The dramatic journey of Noah

The biggest fairytale in Europe so far this season is undoubtedly that of Noah FC. The Armenian club, founded in 2017, are the only team to have entered the Conference League in the first qualifying round and are still in the competition. They signed 16 players in the summer, but the players in the new squad seem to have clicked straight away.

Drama has followed Noah FC throughout the campaign. After a solid win over KF Shkendija of North Macedonia, they continued the style to fire seven unanswered goals against Maltese side Sliema Wanderers in the first leg of their second round match. AEK Athens awaited them in the third round and it seemed a daunting task to take on the Greek team – who only reached the knockout stages of the Europa League in 2018. However, no one expected goalkeeper Ognjen Cancarevic to score for Noah with a long shot from inside his own penalty area to score a crucial goal in a 3-1 home win. Cancarevic then conceded just one goal in the second leg to ensure Noah’s progression.
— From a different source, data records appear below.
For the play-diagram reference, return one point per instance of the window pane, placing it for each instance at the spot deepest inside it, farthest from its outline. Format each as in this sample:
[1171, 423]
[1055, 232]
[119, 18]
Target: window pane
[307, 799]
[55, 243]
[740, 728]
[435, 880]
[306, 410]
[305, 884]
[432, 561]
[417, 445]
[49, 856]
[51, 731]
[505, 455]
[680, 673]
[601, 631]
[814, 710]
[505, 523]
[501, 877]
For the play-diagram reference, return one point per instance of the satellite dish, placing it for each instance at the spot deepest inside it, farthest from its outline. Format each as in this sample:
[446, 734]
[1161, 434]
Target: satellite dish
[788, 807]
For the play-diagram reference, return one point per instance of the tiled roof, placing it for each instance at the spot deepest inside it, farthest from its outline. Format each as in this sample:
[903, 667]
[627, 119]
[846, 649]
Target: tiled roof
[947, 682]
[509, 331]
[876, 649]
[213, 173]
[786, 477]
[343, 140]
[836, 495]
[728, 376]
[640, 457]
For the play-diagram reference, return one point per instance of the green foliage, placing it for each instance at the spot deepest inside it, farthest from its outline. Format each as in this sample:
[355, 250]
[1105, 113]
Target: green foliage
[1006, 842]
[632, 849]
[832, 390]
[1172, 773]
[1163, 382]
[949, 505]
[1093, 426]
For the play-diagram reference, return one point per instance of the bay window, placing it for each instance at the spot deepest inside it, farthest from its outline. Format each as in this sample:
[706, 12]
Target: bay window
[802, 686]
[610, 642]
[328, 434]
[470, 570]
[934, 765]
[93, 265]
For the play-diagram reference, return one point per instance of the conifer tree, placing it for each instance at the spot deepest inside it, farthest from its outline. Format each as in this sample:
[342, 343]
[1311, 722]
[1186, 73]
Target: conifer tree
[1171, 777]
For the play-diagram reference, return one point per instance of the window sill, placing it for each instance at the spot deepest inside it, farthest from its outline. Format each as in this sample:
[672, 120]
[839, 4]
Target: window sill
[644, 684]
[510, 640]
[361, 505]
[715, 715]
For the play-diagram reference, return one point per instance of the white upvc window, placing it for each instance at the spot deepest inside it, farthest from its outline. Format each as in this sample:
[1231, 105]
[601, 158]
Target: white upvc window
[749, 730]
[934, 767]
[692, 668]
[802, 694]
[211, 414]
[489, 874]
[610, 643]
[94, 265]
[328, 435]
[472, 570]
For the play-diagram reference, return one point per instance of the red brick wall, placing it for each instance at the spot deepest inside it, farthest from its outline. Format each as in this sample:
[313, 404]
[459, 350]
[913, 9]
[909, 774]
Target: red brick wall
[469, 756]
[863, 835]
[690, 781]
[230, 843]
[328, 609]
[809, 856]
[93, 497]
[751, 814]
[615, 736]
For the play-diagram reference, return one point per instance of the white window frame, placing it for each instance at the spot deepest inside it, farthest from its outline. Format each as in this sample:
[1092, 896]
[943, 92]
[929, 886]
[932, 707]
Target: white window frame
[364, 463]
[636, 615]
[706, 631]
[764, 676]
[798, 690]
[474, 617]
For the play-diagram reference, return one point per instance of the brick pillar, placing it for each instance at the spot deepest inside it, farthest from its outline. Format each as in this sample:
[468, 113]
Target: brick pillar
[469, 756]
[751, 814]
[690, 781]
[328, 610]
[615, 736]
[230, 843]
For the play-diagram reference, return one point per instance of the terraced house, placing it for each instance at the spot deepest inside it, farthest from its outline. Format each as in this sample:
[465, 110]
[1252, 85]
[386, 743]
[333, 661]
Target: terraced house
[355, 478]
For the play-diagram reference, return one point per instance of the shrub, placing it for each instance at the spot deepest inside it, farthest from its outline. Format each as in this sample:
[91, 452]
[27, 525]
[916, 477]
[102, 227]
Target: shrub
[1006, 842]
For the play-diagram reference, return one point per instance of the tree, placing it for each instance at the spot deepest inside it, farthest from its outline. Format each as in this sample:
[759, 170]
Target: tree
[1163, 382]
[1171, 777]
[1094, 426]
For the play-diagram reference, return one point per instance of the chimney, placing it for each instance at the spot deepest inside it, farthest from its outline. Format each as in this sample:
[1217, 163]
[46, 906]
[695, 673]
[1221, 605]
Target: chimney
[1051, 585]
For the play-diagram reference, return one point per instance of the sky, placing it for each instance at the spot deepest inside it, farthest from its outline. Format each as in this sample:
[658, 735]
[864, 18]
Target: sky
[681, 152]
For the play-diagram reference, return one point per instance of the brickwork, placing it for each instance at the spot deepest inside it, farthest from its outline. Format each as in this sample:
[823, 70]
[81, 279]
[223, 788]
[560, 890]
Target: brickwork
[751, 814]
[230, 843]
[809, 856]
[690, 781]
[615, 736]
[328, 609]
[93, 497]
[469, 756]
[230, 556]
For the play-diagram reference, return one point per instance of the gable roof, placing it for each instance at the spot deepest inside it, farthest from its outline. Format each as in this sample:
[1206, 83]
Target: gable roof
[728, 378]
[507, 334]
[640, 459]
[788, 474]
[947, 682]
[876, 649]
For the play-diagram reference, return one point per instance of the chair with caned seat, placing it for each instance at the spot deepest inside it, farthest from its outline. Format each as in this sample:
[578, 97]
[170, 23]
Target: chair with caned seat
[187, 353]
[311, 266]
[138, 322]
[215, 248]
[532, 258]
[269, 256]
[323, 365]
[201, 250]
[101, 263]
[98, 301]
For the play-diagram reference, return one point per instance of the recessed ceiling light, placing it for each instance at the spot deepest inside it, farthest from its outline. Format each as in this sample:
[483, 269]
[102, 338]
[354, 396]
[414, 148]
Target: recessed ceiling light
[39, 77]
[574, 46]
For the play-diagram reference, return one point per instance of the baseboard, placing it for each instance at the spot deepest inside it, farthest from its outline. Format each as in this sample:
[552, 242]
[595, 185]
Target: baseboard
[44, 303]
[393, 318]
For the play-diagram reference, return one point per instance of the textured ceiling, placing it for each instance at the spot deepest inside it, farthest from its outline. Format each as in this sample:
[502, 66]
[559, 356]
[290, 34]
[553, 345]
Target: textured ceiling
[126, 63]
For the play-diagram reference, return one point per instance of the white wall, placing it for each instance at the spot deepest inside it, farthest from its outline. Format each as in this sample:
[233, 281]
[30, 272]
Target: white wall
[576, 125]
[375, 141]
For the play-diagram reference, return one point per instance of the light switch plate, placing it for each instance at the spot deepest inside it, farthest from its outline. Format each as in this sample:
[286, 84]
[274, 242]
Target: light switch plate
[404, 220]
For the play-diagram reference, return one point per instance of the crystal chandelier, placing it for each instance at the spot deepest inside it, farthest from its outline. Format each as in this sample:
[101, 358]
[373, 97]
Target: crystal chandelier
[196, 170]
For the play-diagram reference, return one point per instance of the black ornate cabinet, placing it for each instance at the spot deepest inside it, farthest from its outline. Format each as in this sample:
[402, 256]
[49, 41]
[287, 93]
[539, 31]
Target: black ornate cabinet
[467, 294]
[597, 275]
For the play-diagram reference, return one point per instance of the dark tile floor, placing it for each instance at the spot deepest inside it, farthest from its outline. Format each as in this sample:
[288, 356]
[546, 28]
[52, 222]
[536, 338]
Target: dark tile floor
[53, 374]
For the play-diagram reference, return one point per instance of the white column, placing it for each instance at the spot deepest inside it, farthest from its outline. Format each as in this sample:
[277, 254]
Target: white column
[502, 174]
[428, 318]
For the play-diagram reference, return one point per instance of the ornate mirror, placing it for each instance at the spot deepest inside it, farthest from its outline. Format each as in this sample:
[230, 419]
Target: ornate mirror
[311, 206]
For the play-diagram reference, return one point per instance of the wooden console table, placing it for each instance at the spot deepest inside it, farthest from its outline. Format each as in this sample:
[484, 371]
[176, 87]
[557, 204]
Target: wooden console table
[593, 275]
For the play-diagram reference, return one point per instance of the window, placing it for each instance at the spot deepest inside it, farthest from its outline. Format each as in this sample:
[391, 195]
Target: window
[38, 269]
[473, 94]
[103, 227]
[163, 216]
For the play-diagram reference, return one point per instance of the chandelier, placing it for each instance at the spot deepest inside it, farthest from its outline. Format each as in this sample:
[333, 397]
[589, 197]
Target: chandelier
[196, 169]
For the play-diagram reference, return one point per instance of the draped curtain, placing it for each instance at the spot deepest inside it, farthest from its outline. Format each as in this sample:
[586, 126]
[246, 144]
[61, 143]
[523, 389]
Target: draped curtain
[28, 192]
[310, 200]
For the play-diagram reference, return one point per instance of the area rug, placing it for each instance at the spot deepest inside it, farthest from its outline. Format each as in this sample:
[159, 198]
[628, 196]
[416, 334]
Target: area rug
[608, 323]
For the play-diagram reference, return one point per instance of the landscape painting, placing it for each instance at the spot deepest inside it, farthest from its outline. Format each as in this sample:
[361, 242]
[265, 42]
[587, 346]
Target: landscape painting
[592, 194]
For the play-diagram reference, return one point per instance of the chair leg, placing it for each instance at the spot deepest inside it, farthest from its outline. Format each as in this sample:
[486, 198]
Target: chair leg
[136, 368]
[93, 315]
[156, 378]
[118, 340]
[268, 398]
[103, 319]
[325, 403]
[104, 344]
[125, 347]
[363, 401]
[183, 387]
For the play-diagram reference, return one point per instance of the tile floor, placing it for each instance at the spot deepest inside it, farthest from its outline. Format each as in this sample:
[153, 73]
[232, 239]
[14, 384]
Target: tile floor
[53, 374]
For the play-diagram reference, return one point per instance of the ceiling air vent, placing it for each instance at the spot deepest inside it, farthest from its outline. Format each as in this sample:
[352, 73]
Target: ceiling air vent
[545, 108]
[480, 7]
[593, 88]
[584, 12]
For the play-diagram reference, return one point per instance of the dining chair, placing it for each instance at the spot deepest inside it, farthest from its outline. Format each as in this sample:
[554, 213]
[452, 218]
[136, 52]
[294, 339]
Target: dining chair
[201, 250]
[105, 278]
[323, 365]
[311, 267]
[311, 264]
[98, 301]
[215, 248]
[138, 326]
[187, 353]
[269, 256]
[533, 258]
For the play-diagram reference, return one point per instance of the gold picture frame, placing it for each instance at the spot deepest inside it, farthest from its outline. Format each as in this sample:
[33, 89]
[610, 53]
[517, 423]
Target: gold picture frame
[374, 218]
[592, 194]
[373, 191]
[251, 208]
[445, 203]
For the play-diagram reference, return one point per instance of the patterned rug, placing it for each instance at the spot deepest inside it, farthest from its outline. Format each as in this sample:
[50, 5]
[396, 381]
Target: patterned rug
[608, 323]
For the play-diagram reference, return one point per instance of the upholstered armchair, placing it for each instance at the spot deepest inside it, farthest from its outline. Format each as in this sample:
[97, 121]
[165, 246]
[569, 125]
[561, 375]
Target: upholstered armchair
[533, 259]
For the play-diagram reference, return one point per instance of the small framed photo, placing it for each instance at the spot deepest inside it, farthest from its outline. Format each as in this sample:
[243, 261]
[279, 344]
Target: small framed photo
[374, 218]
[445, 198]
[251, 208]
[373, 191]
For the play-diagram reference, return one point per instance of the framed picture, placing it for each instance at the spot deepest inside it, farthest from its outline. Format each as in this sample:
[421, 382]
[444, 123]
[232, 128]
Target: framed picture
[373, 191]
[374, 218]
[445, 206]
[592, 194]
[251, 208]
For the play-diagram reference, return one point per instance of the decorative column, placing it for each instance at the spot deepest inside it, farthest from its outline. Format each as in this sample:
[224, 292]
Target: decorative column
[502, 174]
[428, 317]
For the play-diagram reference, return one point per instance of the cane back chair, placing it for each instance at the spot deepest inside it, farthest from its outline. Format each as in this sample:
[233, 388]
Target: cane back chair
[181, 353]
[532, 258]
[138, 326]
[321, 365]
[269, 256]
In their first playoff match, Noah took the lead after just three minutes against Slovakia’s MFK Ruzomberok, but the match was halted by a prolonged power outage that plunged the stadium into darkness. When the floodlights came back on, Noah was re-energized and won 3-0 to put them on the brink of the group stage.

If they can maintain their respective 3-0 leads in the return leg on Thursday, Noah and TNS will proudly represent Europe’s top clubs against big clubs such as Chelsea, Fiorentina and Real Betis this season.